[plt-scheme] 299.404

From: Matthew Flatt (mflatt at cs.utah.edu)
Date: Thu Oct 13 15:59:07 EDT 2005

MzScheme and MrEd are now version 299.404 in the SVN repository trunk.

 !! IMPORTANT !!
 The format for "graphical" editor files has changed, so that non-text
 files saved in DrScheme 299.404 cannot be opened in earlier versions.
 Of course, files saved in earlier versions will open in 299.404.

 !! EVEN MORE IMPORTANT !!
 With this format change, there's a higher-than-usual risk of bugs that
 will lose your data. I think the current implementation is probably
 right, otherwise I wouldn't try to release it as 299.404. However,
 I've already found and fixed a bug since I first decided that the
 code was probably right. (Fortunately, my lost very little work.)
 So, upgrade with more caution than usual.

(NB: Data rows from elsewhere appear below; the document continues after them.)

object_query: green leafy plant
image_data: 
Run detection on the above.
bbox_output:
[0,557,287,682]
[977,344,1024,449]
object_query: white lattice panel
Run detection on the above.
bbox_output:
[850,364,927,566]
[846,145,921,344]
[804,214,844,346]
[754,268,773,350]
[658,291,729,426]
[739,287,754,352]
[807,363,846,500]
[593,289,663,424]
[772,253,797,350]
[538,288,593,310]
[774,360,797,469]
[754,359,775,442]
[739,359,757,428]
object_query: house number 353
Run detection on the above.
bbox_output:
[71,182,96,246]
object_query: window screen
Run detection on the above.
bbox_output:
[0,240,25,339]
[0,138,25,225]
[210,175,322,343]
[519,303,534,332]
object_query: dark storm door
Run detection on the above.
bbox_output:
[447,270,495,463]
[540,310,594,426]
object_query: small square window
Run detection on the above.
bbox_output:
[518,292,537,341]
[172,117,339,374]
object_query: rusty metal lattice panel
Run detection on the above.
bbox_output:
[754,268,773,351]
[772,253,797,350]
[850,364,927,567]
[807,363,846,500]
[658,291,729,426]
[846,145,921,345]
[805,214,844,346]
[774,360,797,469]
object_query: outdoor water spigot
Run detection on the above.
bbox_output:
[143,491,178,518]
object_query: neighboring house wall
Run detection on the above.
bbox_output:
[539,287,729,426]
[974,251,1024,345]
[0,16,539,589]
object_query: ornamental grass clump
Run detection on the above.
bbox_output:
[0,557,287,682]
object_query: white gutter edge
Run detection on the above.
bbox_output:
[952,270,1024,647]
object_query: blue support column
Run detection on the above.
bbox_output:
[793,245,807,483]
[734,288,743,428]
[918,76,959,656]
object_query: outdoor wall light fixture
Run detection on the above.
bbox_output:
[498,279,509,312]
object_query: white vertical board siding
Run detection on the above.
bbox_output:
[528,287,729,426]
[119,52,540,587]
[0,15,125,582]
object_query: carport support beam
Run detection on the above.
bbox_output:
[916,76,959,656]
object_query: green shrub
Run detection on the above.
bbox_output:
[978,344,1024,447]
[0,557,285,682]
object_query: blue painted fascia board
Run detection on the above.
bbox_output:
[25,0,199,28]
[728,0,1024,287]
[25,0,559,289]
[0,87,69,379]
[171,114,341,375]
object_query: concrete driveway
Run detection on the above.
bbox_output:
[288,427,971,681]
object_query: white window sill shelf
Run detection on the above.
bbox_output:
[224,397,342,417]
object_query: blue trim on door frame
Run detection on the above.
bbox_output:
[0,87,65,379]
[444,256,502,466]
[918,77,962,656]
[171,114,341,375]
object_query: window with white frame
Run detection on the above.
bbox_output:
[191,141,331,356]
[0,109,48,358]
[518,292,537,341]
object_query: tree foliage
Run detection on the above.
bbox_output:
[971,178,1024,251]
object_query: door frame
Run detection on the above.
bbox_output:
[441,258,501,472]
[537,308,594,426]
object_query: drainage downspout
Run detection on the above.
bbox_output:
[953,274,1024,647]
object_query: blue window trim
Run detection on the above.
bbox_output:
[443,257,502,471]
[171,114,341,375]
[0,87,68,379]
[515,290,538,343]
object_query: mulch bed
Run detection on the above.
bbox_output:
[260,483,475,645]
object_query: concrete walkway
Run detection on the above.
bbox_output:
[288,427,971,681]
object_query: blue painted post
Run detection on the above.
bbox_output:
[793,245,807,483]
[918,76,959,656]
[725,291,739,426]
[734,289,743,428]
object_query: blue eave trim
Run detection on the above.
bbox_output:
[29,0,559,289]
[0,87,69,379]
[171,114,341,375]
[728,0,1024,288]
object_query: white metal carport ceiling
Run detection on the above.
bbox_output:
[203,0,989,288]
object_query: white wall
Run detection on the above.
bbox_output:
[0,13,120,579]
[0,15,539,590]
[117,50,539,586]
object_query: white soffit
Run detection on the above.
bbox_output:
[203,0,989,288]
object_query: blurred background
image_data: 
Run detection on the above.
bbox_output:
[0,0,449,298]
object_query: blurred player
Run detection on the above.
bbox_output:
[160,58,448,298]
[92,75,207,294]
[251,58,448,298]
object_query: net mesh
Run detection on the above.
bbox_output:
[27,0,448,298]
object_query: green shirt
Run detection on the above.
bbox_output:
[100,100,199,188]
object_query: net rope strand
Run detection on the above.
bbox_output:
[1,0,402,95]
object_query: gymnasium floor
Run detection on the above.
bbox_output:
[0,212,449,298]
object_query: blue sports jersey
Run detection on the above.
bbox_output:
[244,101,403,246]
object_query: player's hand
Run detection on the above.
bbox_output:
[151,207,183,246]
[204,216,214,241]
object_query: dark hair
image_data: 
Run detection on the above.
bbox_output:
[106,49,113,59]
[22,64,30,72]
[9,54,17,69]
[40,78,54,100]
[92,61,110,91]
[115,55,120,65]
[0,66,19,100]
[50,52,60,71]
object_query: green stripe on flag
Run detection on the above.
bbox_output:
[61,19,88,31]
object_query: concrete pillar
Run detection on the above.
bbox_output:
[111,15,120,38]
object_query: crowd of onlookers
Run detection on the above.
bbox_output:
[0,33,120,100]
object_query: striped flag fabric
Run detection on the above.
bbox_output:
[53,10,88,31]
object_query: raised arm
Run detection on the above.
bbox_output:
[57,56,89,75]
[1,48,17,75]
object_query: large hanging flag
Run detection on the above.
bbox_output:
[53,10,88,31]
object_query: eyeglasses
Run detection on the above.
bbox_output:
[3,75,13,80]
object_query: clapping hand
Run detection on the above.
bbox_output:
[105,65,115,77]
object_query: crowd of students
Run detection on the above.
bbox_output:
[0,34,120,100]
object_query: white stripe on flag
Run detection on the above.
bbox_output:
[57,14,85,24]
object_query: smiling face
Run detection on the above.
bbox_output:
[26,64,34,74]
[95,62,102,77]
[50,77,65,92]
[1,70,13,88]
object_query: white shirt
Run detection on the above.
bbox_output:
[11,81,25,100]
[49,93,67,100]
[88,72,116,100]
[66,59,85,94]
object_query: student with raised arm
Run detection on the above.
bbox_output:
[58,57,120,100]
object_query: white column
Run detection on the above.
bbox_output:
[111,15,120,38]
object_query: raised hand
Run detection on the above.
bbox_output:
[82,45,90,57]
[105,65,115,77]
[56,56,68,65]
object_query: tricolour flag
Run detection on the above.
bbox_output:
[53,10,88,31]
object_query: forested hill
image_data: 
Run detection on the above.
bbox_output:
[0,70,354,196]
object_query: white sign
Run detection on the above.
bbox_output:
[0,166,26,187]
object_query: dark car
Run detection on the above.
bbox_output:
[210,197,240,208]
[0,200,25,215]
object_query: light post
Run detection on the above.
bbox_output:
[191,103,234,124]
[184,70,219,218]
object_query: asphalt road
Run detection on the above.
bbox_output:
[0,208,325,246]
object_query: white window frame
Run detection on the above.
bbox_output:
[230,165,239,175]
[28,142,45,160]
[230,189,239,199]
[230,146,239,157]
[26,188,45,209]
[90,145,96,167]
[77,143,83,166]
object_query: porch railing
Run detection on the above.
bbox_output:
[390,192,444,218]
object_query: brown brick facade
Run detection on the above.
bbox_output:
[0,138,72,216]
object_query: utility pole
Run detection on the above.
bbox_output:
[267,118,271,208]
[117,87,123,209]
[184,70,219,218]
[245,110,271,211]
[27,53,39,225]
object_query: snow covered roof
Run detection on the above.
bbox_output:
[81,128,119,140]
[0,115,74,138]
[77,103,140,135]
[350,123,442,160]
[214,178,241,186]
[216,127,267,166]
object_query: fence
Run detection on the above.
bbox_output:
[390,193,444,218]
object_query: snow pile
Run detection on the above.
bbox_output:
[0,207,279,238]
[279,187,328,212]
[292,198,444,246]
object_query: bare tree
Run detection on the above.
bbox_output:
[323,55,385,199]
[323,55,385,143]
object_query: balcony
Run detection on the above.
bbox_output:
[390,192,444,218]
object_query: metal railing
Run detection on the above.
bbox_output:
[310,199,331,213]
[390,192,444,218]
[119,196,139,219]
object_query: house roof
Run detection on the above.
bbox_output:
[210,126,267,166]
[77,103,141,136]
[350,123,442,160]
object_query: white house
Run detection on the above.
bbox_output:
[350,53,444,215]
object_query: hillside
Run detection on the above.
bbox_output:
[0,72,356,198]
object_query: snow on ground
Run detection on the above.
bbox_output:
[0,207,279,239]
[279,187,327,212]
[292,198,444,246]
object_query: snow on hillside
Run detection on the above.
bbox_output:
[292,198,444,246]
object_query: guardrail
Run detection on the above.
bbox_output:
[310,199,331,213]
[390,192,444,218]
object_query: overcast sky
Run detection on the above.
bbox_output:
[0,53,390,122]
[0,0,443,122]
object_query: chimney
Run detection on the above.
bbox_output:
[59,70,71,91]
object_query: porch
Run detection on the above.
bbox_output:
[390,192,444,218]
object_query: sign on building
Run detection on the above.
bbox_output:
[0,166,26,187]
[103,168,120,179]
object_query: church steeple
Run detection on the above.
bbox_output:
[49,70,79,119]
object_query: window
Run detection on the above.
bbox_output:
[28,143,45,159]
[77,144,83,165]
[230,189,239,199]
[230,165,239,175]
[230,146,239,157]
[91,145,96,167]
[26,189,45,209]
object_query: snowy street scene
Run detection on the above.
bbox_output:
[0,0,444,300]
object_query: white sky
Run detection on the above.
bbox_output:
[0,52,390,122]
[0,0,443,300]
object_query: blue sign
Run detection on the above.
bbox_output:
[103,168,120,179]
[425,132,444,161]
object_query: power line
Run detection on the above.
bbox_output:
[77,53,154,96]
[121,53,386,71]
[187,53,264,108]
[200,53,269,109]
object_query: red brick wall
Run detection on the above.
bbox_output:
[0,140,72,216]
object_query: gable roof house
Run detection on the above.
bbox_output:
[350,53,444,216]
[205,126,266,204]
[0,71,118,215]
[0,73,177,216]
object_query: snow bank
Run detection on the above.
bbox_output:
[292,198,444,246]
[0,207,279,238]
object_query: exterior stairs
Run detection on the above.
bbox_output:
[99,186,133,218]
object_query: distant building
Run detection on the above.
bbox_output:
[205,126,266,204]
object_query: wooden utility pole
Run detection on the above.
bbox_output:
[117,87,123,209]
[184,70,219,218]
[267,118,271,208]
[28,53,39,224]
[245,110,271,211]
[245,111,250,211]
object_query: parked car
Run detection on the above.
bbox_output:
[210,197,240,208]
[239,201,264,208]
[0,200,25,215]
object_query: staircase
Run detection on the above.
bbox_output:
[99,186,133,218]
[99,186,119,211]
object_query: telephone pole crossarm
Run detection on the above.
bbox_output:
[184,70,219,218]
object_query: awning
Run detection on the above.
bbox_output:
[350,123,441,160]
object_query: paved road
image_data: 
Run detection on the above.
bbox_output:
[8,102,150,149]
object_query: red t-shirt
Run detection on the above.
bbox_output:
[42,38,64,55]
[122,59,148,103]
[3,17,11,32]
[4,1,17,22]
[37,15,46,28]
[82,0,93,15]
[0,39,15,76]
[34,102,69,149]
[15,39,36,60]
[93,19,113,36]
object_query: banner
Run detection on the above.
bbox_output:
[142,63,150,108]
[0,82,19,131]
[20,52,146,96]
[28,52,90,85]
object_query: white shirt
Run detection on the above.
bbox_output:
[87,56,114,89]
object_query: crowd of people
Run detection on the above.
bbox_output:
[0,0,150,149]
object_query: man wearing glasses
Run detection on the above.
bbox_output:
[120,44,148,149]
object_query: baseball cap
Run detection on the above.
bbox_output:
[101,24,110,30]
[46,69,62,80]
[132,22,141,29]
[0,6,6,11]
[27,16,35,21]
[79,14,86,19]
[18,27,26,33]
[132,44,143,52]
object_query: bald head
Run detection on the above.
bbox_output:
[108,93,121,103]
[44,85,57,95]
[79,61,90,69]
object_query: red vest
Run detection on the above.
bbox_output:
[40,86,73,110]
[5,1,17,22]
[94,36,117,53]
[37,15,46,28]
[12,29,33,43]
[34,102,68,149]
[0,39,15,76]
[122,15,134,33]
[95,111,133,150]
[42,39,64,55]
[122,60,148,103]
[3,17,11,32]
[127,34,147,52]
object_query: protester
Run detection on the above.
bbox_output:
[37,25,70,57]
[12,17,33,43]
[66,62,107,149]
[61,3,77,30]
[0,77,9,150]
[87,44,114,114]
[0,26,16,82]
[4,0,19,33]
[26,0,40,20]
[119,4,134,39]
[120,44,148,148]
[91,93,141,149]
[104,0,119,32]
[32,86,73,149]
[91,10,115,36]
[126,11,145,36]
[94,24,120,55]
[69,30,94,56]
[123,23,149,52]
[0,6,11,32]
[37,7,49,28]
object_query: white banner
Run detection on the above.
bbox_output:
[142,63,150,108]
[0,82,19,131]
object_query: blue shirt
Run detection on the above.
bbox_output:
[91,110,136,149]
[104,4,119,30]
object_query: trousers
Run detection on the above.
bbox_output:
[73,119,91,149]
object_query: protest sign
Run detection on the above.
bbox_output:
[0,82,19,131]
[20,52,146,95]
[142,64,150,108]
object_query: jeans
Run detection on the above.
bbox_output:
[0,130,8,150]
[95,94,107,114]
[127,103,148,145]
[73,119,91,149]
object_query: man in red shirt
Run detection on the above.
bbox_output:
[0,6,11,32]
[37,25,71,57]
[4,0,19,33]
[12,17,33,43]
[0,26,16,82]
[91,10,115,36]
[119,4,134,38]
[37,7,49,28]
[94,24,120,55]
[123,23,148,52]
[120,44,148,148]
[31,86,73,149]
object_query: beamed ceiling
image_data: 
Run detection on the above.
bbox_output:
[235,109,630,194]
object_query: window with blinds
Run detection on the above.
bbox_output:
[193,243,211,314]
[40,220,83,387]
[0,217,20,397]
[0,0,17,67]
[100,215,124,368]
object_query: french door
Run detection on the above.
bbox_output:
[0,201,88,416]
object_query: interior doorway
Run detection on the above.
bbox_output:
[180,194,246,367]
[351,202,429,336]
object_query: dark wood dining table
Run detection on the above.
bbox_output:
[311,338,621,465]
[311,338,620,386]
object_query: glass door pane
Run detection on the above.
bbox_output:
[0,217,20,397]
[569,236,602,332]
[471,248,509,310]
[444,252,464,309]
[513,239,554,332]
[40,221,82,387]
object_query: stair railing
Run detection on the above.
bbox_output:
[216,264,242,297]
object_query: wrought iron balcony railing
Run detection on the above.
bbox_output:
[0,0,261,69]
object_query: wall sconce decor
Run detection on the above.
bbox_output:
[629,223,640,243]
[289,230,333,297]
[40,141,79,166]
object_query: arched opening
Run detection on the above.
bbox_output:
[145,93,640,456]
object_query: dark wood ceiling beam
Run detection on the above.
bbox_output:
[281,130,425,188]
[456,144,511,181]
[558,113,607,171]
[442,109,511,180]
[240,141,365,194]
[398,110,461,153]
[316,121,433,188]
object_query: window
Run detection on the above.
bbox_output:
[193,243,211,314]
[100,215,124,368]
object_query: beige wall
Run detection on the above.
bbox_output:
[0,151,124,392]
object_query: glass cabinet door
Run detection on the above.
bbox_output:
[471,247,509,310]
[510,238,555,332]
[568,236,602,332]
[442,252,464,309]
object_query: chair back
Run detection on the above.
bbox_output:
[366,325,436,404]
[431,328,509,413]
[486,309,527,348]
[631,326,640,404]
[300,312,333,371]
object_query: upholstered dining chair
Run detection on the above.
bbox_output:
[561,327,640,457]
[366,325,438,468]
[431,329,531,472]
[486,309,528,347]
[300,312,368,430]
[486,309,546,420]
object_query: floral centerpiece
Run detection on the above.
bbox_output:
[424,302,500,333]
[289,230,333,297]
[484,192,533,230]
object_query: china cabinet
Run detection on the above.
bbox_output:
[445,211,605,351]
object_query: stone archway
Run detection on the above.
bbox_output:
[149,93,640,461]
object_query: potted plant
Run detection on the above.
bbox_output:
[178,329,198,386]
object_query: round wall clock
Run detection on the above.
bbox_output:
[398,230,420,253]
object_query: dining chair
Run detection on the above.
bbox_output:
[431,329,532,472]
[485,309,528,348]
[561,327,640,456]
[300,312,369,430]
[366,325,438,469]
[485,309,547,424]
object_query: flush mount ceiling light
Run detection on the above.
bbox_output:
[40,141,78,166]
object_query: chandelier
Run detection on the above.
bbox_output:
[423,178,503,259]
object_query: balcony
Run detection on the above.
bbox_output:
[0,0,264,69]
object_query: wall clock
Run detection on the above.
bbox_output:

The 299.404 change replaces DrScheme's "binary" format for non-text
files. The new format is an ASCII encoding. The binary format was one
of my worst design mistakes in MrEd; this mistake turned into disaster
in 299.200, where a bug caused graphical files to be opened in 'text
mode instead of 'binary mode for output, so that the resulting file was
unreadable.

In the new format, after the first 12 bytes, the file contains sequence
of Scheme numbers, byte strings, lists containing byte strings, and
comments. MrEd/DrScheme generates output so that no line is longer than
72 characters, and the last line ends with a newline. Unquoted
whitespace is flexible, as usual for a sequence of S-expressions, and
quoted tabs, returns, and newlines are printed as \t, \r, and \n.

The new format was implemented by changing MrEd's editor-stream-in% and
editor-stream-out% classes. This implementation strategy means that no
other editor code has to change for output, and all old editor code
works for input with both the old and new formats. The implementation
strategy also means, however, that the new format is as unreadable to
humans as the old one. A good format would have more S-expression
grouping, booleans and symbols in place of certain numbers, no
redundant string-length numbers, etc.; this better format would require
adapting all code that manipulates editor streams, and it would make
reading two different formats more difficult. Meanwhile, the current
change avoids the biggest problems of a "binary" format: the file's
content is intact if it is transferred in text mode, sent unquoted
through e-mail, [de-]encoded as UTF-8/Latin-1/etc., or read/written in
'text mode.

For now, the file format is still defined only by its "executable
specification" (i.e., the source code). I expect to create a more
readable specification and put it in the documentation, eventually.


Other changes in 299.404:

 * When drawing to PostScript, text height is measured from descent to
   ascent, instead of from baseline to baseline (shifted by the
   descent). This makes PostScript drawing more consistent with
   screen/bitmsap drawing on all platforms.